Current Cluster Status

Last updated: 2026-03-23

Nodes

Node Role IP Hardware Status
talos-zzo-1sj control-plane 192.168.10.32 Dell OptiPlex 3080 Micro Ready
talos-shv-9v1 worker 192.168.10.11 Dell OptiPlex 3080 Micro Ready
talos-d33-vyt worker 192.168.10.43 Dell OptiPlex 3080 Micro Powered off

Software

Component Version
Talos Linux v1.12.5
Kubernetes v1.35.2
Cilium CNI v1.19.1
Container runtime containerd v2.1.6
Kernel 6.18.15-talos

Launcher box

  • OS: Omarchy (Arch Linux)
  • kubeconfig: ~/talos-iva/kubeconfig (also merged into ~/.kube/config)
  • talosconfig: ~/talos-iva/talosconfig
  • kubectl context: admin@iva

Prerequisites

On the launcher box

Docker must be installed and running:

docker info

talosctl — install if not present:

curl -sL https://talos.dev/install | sh
# verify
talosctl version --client

kubectl — install if not present:

# Arch/Omarchy
sudo pacman -S kubectl
# or via mise/asdf/direct binary

cilium CLI — install if not present:

CILIUM_CLI_VERSION=$(curl -s https://raw.githubusercontent.com/cilium/cilium-cli/main/stable.txt)
curl -L --remote-name-all \
  "https://github.com/cilium/cilium-cli/releases/download/${CILIUM_CLI_VERSION}/cilium-linux-amd64.tar.gz"
tar -C ~/.local/bin -xzf cilium-linux-amd64.tar.gz
rm cilium-linux-amd64.tar.gz
cilium version --client

zstd — for decompressing images:

# Arch/Omarchy
sudo pacman -S zstd

Hardware notes (Dell OptiPlex 3080 Micro)
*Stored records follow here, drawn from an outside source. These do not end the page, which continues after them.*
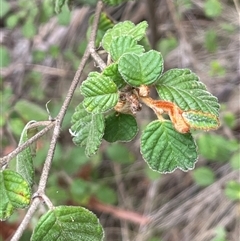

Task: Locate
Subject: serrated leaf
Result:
[80,72,118,114]
[71,103,104,157]
[31,206,104,241]
[110,36,144,62]
[118,50,163,87]
[102,63,126,89]
[156,69,219,117]
[0,170,31,220]
[103,0,129,6]
[141,120,197,173]
[16,121,35,186]
[182,111,219,131]
[102,21,148,52]
[103,113,138,142]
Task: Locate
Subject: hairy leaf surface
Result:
[31,206,104,241]
[141,120,197,173]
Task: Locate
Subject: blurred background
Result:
[0,0,240,241]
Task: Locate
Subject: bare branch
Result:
[0,121,55,169]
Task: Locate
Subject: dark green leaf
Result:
[110,36,144,62]
[103,113,138,142]
[156,69,220,117]
[118,50,163,87]
[80,72,118,114]
[0,170,31,220]
[141,120,197,173]
[31,206,104,241]
[102,63,126,89]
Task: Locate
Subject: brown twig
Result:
[0,121,55,169]
[11,1,103,241]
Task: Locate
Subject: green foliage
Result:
[0,170,31,220]
[192,167,215,187]
[71,18,219,173]
[103,113,138,142]
[31,206,104,241]
[224,180,240,201]
[141,121,197,173]
[106,143,134,164]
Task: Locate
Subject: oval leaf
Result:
[71,103,104,157]
[103,113,138,142]
[102,21,148,52]
[80,72,118,114]
[0,170,31,220]
[110,36,144,61]
[156,69,220,117]
[141,120,197,173]
[102,63,127,89]
[182,111,219,131]
[118,50,163,87]
[31,206,104,241]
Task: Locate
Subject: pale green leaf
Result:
[80,72,118,114]
[103,113,138,142]
[102,21,148,52]
[141,120,197,173]
[110,36,144,61]
[70,103,104,157]
[102,63,127,89]
[31,206,104,241]
[118,50,163,87]
[156,69,220,117]
[0,170,31,220]
[182,111,219,131]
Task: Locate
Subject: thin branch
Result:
[11,198,40,241]
[38,1,102,192]
[11,1,103,241]
[0,121,55,168]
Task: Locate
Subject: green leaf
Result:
[0,170,31,220]
[31,206,104,241]
[106,143,134,164]
[141,120,197,173]
[192,167,215,187]
[70,103,104,157]
[103,113,138,142]
[102,63,126,89]
[16,121,35,186]
[182,111,219,131]
[103,0,129,6]
[80,72,118,114]
[14,100,48,121]
[118,50,163,87]
[156,69,220,117]
[225,180,240,201]
[102,21,148,52]
[110,36,144,61]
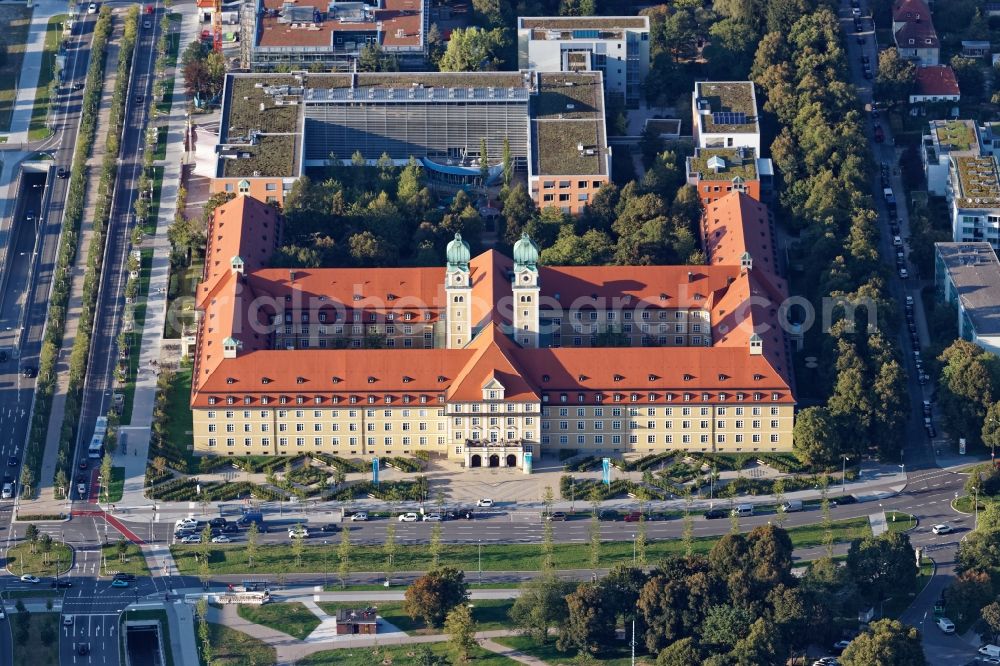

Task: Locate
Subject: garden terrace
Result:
[690,148,757,180]
[222,134,298,178]
[934,120,979,152]
[696,81,757,133]
[954,156,1000,208]
[534,120,604,176]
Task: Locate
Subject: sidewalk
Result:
[31,23,122,514]
[6,0,67,143]
[115,11,199,505]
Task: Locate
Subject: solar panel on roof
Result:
[712,111,747,125]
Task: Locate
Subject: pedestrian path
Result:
[868,511,889,536]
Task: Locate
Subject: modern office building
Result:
[947,155,1000,248]
[212,72,611,213]
[691,81,762,155]
[517,16,649,105]
[934,242,1000,354]
[191,192,795,464]
[240,0,429,71]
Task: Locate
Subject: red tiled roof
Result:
[916,65,960,97]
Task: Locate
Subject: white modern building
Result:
[934,243,1000,354]
[691,81,762,155]
[517,16,649,105]
[947,155,1000,248]
[920,120,982,197]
Before booting any node for the first time, configure the BIOS:

  1. Power on the machine
  2. Press F2 repeatedly at the Dell splash screen to enter BIOS setup
  3. Navigate to Storage → SATA Operation and set it to AHCI (from RAID On / Intel RST)
  4. Without this, the NVMe is invisible to Linux
  5. Navigate to Boot Sequence and ensure HDD (the NVMe) is first in the boot order
  6. Disable Secure Boot
  7. Confirm Boot Mode is set to UEFI
  8. Save changes and restart (F10 or the Save & Exit option)

Part 1 — Generate Cluster Config

All config generation happens on the launcher box. Create a working directory:

mkdir -p ~/talos-iva

Generate the cluster PKI, tokens, and machine configs:

talosctl gen config iva https://192.168.10.32:6443 \
  --install-disk /dev/nvme0n1 \
  --output-dir ~/talos-iva \
  --with-examples=false \
  --with-docs=false

This produces three files:

File Purpose
controlplane.yaml Machine config for the control-plane node
worker.yaml Machine config for worker nodes
talosconfig Client credentials for talosctl

Verify the key values:

grep -E 'endpoint|disk:|clusterName' ~/talos-iva/controlplane.yaml


Part 2 — Build the Control-Plane Image

Use the official Talos imager container to build a raw disk image with the control-plane config embedded. This means the node configures itself on first boot — no network apply step needed.

docker run --rm \
  --privileged \
  -v /dev:/dev \
  -v ~/talos-iva:/out \
  ghcr.io/siderolabs/imager:v1.12.5 \
    metal \
    --arch amd64 \
    --output /out \
    --output-kind image \
    --embedded-config-path /out/controlplane.yaml

The imager uses loop devices internally — the --privileged and -v /dev:/dev flags are required for this to work.

Output: ~/talos-iva/metal-amd64.raw.zst (compressed, ~190 MB)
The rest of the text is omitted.